Sprint executives have said previously the carrier will explore all possibilities for a deal, and it seems that’s exactly what they’re doing.
Though the market has been abuzz lately with talk of a potential Sprint hookup with fellow U.S. wireless carrier T-Mobile, the Wall Street Journal reported Monday Sprint is also in deal talks with cable companies Charter Communications and Comcast. The discussions were described as “exclusive” for a two-month period, which means alternative efforts with T-Mobile have been put on a temporary hold.
The news was also published by Reuters in its own report.
According to the WSJ report, the conversation is focused on coming to an agreement for the cable companies to offer wireless services on Sprint’s network. Both Charter and Comcast currently have MVNO deals with Sprint’s rival, Verizon, and the cable pair recently agreed to work together on wireless efforts.
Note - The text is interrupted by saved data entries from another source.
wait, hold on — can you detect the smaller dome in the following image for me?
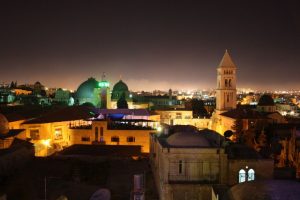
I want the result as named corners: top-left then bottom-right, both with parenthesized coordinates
top-left (167, 131), bottom-right (210, 147)
top-left (227, 180), bottom-right (300, 200)
top-left (0, 113), bottom-right (9, 135)
top-left (257, 94), bottom-right (275, 106)
top-left (258, 94), bottom-right (274, 106)
top-left (113, 80), bottom-right (129, 92)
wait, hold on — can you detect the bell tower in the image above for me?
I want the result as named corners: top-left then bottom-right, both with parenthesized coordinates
top-left (216, 50), bottom-right (237, 112)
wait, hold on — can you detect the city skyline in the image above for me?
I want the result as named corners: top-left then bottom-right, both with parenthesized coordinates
top-left (1, 1), bottom-right (299, 91)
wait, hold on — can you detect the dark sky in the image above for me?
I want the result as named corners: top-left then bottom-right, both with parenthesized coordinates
top-left (0, 0), bottom-right (299, 91)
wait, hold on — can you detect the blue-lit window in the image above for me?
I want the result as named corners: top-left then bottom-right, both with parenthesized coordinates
top-left (248, 169), bottom-right (255, 181)
top-left (239, 169), bottom-right (246, 183)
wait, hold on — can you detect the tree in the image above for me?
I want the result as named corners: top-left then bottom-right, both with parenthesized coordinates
top-left (224, 130), bottom-right (233, 139)
top-left (117, 92), bottom-right (128, 109)
top-left (231, 117), bottom-right (244, 143)
top-left (185, 98), bottom-right (208, 118)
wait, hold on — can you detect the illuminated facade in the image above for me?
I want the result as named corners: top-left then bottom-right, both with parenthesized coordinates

Another possibility is that the cable players could take an equity stake in Sprint, helping the wireless carrier with network investments, the WSJ article noted.
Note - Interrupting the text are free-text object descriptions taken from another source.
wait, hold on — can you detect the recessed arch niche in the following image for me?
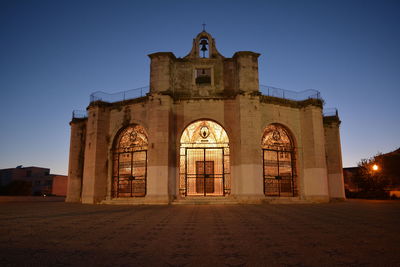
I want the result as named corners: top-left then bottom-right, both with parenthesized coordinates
top-left (179, 120), bottom-right (231, 196)
top-left (262, 124), bottom-right (297, 197)
top-left (112, 124), bottom-right (148, 197)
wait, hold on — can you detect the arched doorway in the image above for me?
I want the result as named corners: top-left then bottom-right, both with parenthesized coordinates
top-left (262, 124), bottom-right (297, 197)
top-left (179, 120), bottom-right (230, 196)
top-left (112, 125), bottom-right (148, 197)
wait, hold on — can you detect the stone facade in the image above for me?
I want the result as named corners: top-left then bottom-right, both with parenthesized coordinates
top-left (66, 31), bottom-right (345, 204)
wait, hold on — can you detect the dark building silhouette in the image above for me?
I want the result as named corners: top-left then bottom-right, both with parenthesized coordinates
top-left (0, 166), bottom-right (67, 196)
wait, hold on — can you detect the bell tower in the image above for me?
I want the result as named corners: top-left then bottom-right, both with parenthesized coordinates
top-left (148, 29), bottom-right (260, 96)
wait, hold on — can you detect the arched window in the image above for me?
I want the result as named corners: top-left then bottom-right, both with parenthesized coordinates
top-left (112, 125), bottom-right (148, 197)
top-left (262, 124), bottom-right (297, 197)
top-left (179, 120), bottom-right (230, 196)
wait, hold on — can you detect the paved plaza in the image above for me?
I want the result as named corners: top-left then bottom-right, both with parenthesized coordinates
top-left (0, 199), bottom-right (399, 266)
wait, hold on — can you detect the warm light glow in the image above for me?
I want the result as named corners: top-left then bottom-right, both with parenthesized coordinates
top-left (262, 124), bottom-right (293, 150)
top-left (180, 120), bottom-right (229, 146)
top-left (179, 120), bottom-right (230, 196)
top-left (372, 164), bottom-right (379, 171)
top-left (262, 124), bottom-right (296, 197)
top-left (113, 125), bottom-right (148, 198)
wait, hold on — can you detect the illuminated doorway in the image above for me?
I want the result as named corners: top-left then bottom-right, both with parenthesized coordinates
top-left (180, 120), bottom-right (230, 196)
top-left (112, 125), bottom-right (148, 197)
top-left (262, 124), bottom-right (297, 197)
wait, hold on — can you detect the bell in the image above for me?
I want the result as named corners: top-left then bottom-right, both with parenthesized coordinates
top-left (200, 39), bottom-right (208, 52)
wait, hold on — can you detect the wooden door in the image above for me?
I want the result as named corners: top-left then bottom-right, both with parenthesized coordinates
top-left (196, 161), bottom-right (214, 194)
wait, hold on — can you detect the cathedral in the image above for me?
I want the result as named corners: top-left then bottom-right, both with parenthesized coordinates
top-left (66, 31), bottom-right (345, 204)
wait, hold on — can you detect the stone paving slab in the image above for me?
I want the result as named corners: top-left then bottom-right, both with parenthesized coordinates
top-left (0, 196), bottom-right (65, 203)
top-left (0, 199), bottom-right (399, 266)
The news sent Sprint shares on the rise by 3.8 percent in pre-market trading Tuesday morning, while T-Mobile stocks took a nearly 4.5 percent dive.
BTIG analyst Walter Piecyk noted Tuesday that a cable play in wireless makes sense to help the former mitigate threats to its hold on the video and broadband segments.
“We believe the continued improvement in LTE’s capabilities through network densification and carrier aggregation poses a threat not only to the cable industry’s video business, but also to broadband,” Piecyk wrote. “More importantly, wireless data offers a huge incremental revenue opportunity for the cable industry that would leverage their existing fiber investments and re-position these companies to address the changing habits of their customers.”
But the deal could also offer benefits to Sprint, mainly by providing a fiber footprint to expand the carrier’s small cell deployments. An MVNO deal with cable operators could also boost Sprint’s economic position in separate deal talks with T-Mobile and parent company Deutsche Telekom, he added.
Wells Fargo Senior Analyst Jennifer Fritzsche noted Sprint has a history with the cable industry – the latter were original equity holders in Sprint PCS, she said.
But Piecyk indicated that doesn’t mean cable necessarily has to team up with a current carrier to play in wireless. The cost of wireless networks is largely tied to fiber deployments – and with their existing footprints, Charter and Comcast could just build their own if they really want to.
“In fact, Charter already provides backhaul to 25,000 cell sites. We believe cable operators in the United States are well positioned to leverage their fiber investments beyond simply providing backhaul to the wireless industry, but also by attaching wireless access points across those fiber miles for their own use,” Piecyk noted earlier this month. “We previously sized the cost to Comcast to overlay a wireless network on their footprint at less than $2 billion.”